I thought that in fact all operations can be done, is this wrong? If not, why would one separate between a pointer and an array name (which does point to the first element, and would by that fact qualify as a pointer, at least it seems logical for me that way but... hmm)

But an array name is not the same as a pointer. A pointer is a variable and in the arduino has a size of two bytes. An array name is not a variable, it[ch8217]s a C type and its size is determined by the compiler when the array is declared.

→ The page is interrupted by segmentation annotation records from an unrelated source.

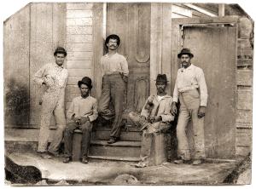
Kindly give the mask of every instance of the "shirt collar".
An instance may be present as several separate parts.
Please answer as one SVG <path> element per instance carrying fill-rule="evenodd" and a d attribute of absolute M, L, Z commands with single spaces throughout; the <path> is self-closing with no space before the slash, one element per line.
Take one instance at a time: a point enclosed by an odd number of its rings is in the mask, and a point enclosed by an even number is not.
<path fill-rule="evenodd" d="M 194 67 L 195 67 L 195 66 L 194 66 L 193 64 L 191 64 L 191 65 L 190 65 L 189 67 L 187 67 L 187 68 L 182 67 L 182 68 L 181 68 L 181 72 L 183 72 L 183 71 L 184 71 L 184 70 L 192 70 Z"/>
<path fill-rule="evenodd" d="M 115 54 L 113 54 L 113 55 L 116 55 L 116 54 L 118 54 L 118 52 L 115 52 Z M 105 54 L 105 56 L 108 57 L 108 56 L 109 56 L 109 55 L 108 55 L 108 53 L 107 53 L 107 54 Z"/>
<path fill-rule="evenodd" d="M 56 63 L 55 63 L 55 67 L 57 67 L 57 68 L 64 68 L 64 65 L 59 66 L 59 65 L 57 65 Z"/>
<path fill-rule="evenodd" d="M 85 99 L 88 99 L 88 98 L 90 98 L 90 95 L 89 94 Z M 84 98 L 83 98 L 81 95 L 80 95 L 80 99 L 84 99 Z M 84 99 L 84 100 L 85 100 Z"/>

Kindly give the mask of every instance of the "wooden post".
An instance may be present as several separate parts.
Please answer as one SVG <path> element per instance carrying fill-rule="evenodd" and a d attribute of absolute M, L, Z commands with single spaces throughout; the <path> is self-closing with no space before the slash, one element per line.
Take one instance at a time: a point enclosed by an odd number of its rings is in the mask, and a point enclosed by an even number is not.
<path fill-rule="evenodd" d="M 150 94 L 155 94 L 157 74 L 171 79 L 172 4 L 151 3 Z M 171 94 L 170 83 L 166 91 Z"/>
<path fill-rule="evenodd" d="M 102 69 L 100 60 L 103 55 L 103 9 L 102 3 L 93 5 L 93 89 L 92 94 L 97 99 L 102 93 Z M 105 6 L 106 7 L 106 6 Z"/>
<path fill-rule="evenodd" d="M 224 16 L 224 15 L 225 15 L 225 5 L 218 4 L 218 16 Z"/>

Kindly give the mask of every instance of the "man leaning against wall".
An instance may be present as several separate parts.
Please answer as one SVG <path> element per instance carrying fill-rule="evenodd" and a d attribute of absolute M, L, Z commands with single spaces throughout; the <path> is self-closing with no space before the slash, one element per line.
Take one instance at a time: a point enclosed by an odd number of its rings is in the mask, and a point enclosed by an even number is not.
<path fill-rule="evenodd" d="M 46 88 L 39 102 L 42 111 L 38 147 L 38 152 L 44 158 L 50 158 L 50 155 L 58 156 L 58 150 L 66 127 L 64 100 L 68 77 L 67 70 L 63 66 L 67 56 L 66 49 L 61 47 L 56 48 L 54 56 L 55 62 L 44 65 L 33 77 L 33 81 L 38 86 Z M 57 129 L 55 137 L 48 147 L 50 119 L 53 115 Z"/>

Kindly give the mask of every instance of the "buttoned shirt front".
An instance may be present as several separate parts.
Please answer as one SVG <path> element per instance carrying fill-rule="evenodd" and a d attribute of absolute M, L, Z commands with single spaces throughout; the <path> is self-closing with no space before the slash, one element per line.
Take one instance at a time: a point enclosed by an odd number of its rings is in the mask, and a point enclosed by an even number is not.
<path fill-rule="evenodd" d="M 124 76 L 129 75 L 128 63 L 125 56 L 115 53 L 112 55 L 106 54 L 102 57 L 101 65 L 103 75 L 119 72 Z"/>
<path fill-rule="evenodd" d="M 96 120 L 98 117 L 96 99 L 92 96 L 74 98 L 67 112 L 67 119 L 71 120 L 73 115 L 75 117 L 89 117 L 90 122 Z"/>
<path fill-rule="evenodd" d="M 202 69 L 193 64 L 187 68 L 178 69 L 173 91 L 173 101 L 177 102 L 180 93 L 195 89 L 200 89 L 201 106 L 207 106 L 207 87 Z"/>
<path fill-rule="evenodd" d="M 152 109 L 146 108 L 148 101 L 152 101 L 153 103 Z M 146 118 L 160 116 L 162 117 L 162 122 L 172 122 L 174 120 L 174 117 L 171 113 L 172 103 L 172 97 L 168 94 L 162 96 L 160 100 L 157 95 L 150 95 L 142 110 L 141 115 L 144 116 Z"/>
<path fill-rule="evenodd" d="M 67 70 L 63 66 L 49 63 L 35 73 L 33 81 L 38 85 L 46 83 L 49 86 L 48 91 L 54 91 L 66 87 L 67 77 Z"/>

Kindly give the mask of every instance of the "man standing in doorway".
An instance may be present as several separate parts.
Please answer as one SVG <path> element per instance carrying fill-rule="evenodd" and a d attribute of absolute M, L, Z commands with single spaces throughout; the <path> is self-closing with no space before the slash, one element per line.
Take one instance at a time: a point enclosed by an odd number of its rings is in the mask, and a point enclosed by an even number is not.
<path fill-rule="evenodd" d="M 47 89 L 39 102 L 42 105 L 42 112 L 38 148 L 38 152 L 45 158 L 50 158 L 49 153 L 58 155 L 66 126 L 64 98 L 68 72 L 63 64 L 67 52 L 64 48 L 58 47 L 54 56 L 55 62 L 44 65 L 33 77 L 33 81 L 37 84 Z M 50 133 L 50 118 L 53 114 L 57 129 L 55 137 L 47 149 Z"/>
<path fill-rule="evenodd" d="M 91 79 L 84 77 L 79 81 L 81 95 L 74 98 L 67 112 L 67 125 L 64 132 L 65 158 L 63 163 L 72 160 L 73 137 L 75 129 L 82 130 L 82 163 L 88 163 L 88 149 L 90 142 L 92 123 L 97 118 L 97 100 L 90 95 L 92 88 Z"/>
<path fill-rule="evenodd" d="M 131 120 L 143 130 L 141 161 L 136 164 L 137 168 L 148 165 L 148 158 L 152 153 L 152 137 L 169 129 L 170 122 L 174 120 L 174 116 L 171 114 L 172 97 L 166 94 L 166 75 L 158 74 L 155 82 L 157 94 L 148 98 L 140 115 L 129 113 Z"/>
<path fill-rule="evenodd" d="M 195 158 L 194 165 L 201 164 L 205 154 L 204 117 L 207 104 L 207 87 L 201 68 L 191 64 L 193 54 L 189 49 L 183 49 L 177 54 L 182 68 L 178 69 L 174 91 L 172 114 L 176 115 L 177 102 L 179 100 L 180 108 L 177 125 L 177 150 L 180 159 L 175 163 L 183 163 L 191 159 L 186 127 L 192 120 Z"/>
<path fill-rule="evenodd" d="M 109 144 L 116 142 L 120 136 L 125 83 L 129 74 L 126 59 L 117 53 L 119 43 L 119 36 L 114 34 L 108 36 L 105 42 L 108 52 L 101 60 L 103 79 L 98 112 L 105 120 L 113 119 L 108 141 Z M 113 110 L 110 108 L 111 102 Z"/>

Are you certain that you did not mean "An array name is not a variable, it[ch8217]s a C type" because that I agree with. Or is there something that I'm missing?

But when you pass a reference to an array into a function, what is passed is a pointer to the first element of the array. Thus, within the scope of the function, because the reference is a pointer, its sizeof will be 2 bytes.

I do not argue that the reference is in scope, but the value that it refers is ''not in scope" or rather, it does not know if it is an array of bytes or ints. And this is my point exactly, and why I began to question this.
I think it is better to encourage the use of defines/constants since that is a much more robust way of handeling array lengths, rather than the sizeof operator.

I must emphesize that I may not use the right words, and that I question this topic because I want to learn more, and occationaly come to teach something to someone in return.
It does seem that I cannot explain myself, because my example program 4 post above explicitly states "this program will not work" [EDIT: I see I accidentaly inserted a '?' prosumably becase I wrote the example in forum, and was uncertain it would compile at all] and was aimed towards original poster, in case he planned to make this into a library, the sizeof would not work properly if an array was to be passed down as an argument.